Pedrito lleva unas horas posado en una rama alta. Divisando su obra, cantando
su reclamo.
Martina y
Jorge apresuran sus pasos y cuando llegan al centro de control les actualizan
la situación. Pedrito ha acelerado su canto y a la vez se oyen en la lejanía
los cantos de otros machos pergoleros. Al parecer hay una hembra por la zona y
está yendo de chiringuito en chiringuito a ver cuál cumple con las
características idóneas para comprometer su descendencia, vamos, que está
buscando al que más le pone.
La lluvia
ha cesado y Pedrito baja hacia la pérgola con un piar frenético. De repente
asoma la cabeza emplumada una hembra que se acaba de posar en lo alto de una
rama. Allí está. Sin quitar ojo, sin que se le escape un detalle. El pergolero
ahora se hace un poco el distraído y empieza a entonar unos silbidos que dejan
la boca abierta a los becarios detrás de las pantallas. El profesor Wang
sonríe, no es la primera vez que escucha la maravilla que viene a continuación,
Pedrito imita el sonido de una especie de serpientes de cascabel, de las ramas
agitadas por el viento e incluso el sonido de taladoras de árboles (aquí otra
vez los humanos dando lo mejor). Después con un canto rítmico y suave atrae a
la hembra que se decide a bajar y a inspeccionar la zona.
Pedrito se
desplaza a su alrededor con un baile que ya me hubiera gustado a mi con
dieciocho años. La hembra investiga los pétalos, las semillas, las nueces
dispuestas simétricamente en el suelo. Y finalmente, cuando los pulmones de
Pedrito deben estar a punto de estallar, se hace el silencio. La pájara
atraviesa la pérgola y pica tímidamente una lombriz de la fruta que Pedrito
había colgado estratégicamente. No parece tonta, es de agradecer que una
maratón de sexo no te pille con el estómago vacío. Y aquí es cuando las cámaras
se deberían haber fundido en negro para dejar cierta intimidad a la nueva
parejita. Pero no. La ciencia no entiende de discreción. Los chavales aplauden,
silban, detrás de las pantallas en el centro de control, el éxito es de Pedrito
y un poco de todos ellos. Martina y Jorge se abrazan, están emocionados,
sudando, tienen material más que suficiente para terminar sus tesis. El abrazo
se alarga en mitad del jolgorio y se miran a los ojos y ven lo de siempre, o
quizás algo diferente, ahora mismo no lo saben.
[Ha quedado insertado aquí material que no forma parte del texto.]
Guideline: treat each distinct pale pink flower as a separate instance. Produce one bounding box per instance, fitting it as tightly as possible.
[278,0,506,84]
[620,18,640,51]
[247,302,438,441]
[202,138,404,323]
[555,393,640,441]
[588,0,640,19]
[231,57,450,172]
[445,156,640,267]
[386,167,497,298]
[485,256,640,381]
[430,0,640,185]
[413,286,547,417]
Jorge se despide de la gente y emprende el rumbo a la cabaña. Martina se queda más atrás porque tiene que terminar de concretar datos con el profesor Wang. Mañana se van de Nueva Guinea. Jorge camina con rapidez, está nervioso. En su interior nota algo que conoce bien, algo que no puede acallar. Llega a la cabaña y comienza a hacer la maleta. Podría estar haciendo la maleta o cualquier otra cosa porque no puede pensar en nada. Al cabo de un rato llega Martina, abre la puerta de la cabaña y no ve a Jorge. Sale por la puerta trasera hacia la zona que da a la playa. Lo ve a lejos, sentado en la orilla, con una cerveza en la mano. Se acerca lentamente, porque Martina, no solo no es tonta sino que además es perfecta. Algo ha pasado en Jorge y, quizás, algo pasa en ella. Y se acerca despacio, observando, examinando, no hay pétalos en el suelo, no hay torres de insectos, ni lombrices colgando, pero Martina sigue caminando lentamente por la pérgola que ha sido su amistad todos estos años. Y entonces llega a donde está Jorge, que como ya lo conocemos, sabemos que es sincero de cojones. Y un torrente de agua, como en las inundaciones, comienza a brotar de su boca arrastrando piedras, coches y contenedores. Arrastrándolo todo.